Former South Africa star Allan Donald says the World Cup should be called off in the wake of the news that Pakistan coach Bob Woolmer was murdered.
Donald played under Woolmer for South Africa and at Warwickshire
The International Cricket Council insists the tournament will continue but Donald, who played under Woolmer for the Proteas, disagrees.
"I just don't know how this World Cup can continue under the shadow of what's happened," Donald BBC Radio Five Live.
"World Cup 2007 will be forever remembered for this."
Woolmer was found unconscious in his Kingston hotel room on Sunday morning, a day after Pakistan had been knocked out of the World Cup by Ireland, and was pronounced dead after being taken to hospital.
Jamaica police confirmed on Thursday that the 58-year-old had been strangled.
I just can't believe that people can go to these lengths about a game of cricket
Despite the news, ICC chief executive Malcolm Speed said the tournament will continue as scheduled.
But Donald said: "My personal opinion would have been to stop, but knowing Bob he would have wanted this to go ahead.
"I think Malcolm Speed had said everyone should stay strong in this moment of darkness.

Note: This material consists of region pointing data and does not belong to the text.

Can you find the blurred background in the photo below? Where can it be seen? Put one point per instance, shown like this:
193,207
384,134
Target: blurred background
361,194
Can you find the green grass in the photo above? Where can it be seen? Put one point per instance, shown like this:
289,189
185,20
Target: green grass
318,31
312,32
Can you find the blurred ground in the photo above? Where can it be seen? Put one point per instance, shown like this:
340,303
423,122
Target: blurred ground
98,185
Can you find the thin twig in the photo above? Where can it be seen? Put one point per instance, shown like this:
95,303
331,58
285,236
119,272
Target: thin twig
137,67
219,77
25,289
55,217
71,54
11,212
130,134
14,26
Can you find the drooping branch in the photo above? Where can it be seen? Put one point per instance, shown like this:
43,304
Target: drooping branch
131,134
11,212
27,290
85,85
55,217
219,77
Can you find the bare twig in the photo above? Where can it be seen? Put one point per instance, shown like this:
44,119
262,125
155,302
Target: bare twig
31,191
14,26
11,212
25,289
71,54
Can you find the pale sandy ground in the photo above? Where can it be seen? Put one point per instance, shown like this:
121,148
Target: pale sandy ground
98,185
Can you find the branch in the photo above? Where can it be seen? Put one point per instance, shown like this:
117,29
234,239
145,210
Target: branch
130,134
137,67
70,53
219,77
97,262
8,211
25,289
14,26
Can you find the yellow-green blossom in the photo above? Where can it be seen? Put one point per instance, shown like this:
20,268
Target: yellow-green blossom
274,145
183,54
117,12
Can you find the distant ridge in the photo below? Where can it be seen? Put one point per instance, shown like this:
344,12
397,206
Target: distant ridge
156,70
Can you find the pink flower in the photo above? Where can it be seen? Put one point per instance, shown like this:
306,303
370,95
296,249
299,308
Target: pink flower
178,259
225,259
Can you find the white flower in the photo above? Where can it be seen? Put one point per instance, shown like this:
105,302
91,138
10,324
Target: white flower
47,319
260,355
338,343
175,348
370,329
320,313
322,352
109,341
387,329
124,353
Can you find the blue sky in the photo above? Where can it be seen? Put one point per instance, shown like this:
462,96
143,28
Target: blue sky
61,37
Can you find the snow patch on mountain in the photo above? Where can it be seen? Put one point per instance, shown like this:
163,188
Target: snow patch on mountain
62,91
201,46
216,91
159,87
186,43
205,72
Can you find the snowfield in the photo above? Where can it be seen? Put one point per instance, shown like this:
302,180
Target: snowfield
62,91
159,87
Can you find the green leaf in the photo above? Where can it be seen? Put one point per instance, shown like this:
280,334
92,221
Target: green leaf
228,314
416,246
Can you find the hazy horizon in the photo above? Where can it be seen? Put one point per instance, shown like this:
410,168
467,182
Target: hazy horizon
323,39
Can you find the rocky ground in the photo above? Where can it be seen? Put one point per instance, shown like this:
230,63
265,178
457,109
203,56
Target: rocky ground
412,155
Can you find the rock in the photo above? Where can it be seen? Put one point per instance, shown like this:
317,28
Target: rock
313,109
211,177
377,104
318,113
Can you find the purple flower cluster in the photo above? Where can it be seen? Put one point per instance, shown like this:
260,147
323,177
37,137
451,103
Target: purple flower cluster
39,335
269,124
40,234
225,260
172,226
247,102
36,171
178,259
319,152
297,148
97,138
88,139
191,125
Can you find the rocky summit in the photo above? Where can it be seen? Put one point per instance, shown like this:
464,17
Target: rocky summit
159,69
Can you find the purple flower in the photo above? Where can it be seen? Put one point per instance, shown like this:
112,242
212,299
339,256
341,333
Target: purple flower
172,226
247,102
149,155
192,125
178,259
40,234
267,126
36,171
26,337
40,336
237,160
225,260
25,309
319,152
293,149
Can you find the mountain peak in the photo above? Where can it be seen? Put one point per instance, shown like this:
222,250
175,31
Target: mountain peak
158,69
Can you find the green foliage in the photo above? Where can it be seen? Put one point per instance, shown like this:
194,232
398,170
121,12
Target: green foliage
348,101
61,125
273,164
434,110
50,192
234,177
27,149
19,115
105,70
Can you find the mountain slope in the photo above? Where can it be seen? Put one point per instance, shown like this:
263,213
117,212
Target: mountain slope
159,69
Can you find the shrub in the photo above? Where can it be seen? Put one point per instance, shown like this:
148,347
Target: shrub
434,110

"I think everyone will continue this World Cup but, at the back of their minds, know that a tragedy took place."
Professor Tim Noakes, who was writing a book on cricket coaching with Woolmer, agrees that he would have wanted the World Cup to go ahead.
"If Bob were alive, the last thing he would want would be the World Cup to be stopped," the Cape Town University professor told Five Live.
"Cricket was his life. He desperately wanted to win the World Cup and I think that was what would have upset him the most, that his team had not performed as he thought they were capable.
"He definitely would not want the World Cup to stop. It would be the antithesis of what he would want.
"He wants cricket to be a famous game played in the right spirit and that's what he would like to see. Maybe this World Cup should be in his memory and that would be worth it."
Donald added that he felt "pretty sick" at the news that his friend's death is being treated as murder.
"I just hope the individuals or individuals are brought to justice because Bob was a great man and would never go to the lengths to put his life in danger," he said.
"I just can't believe that people can go to these lengths about a game of cricket."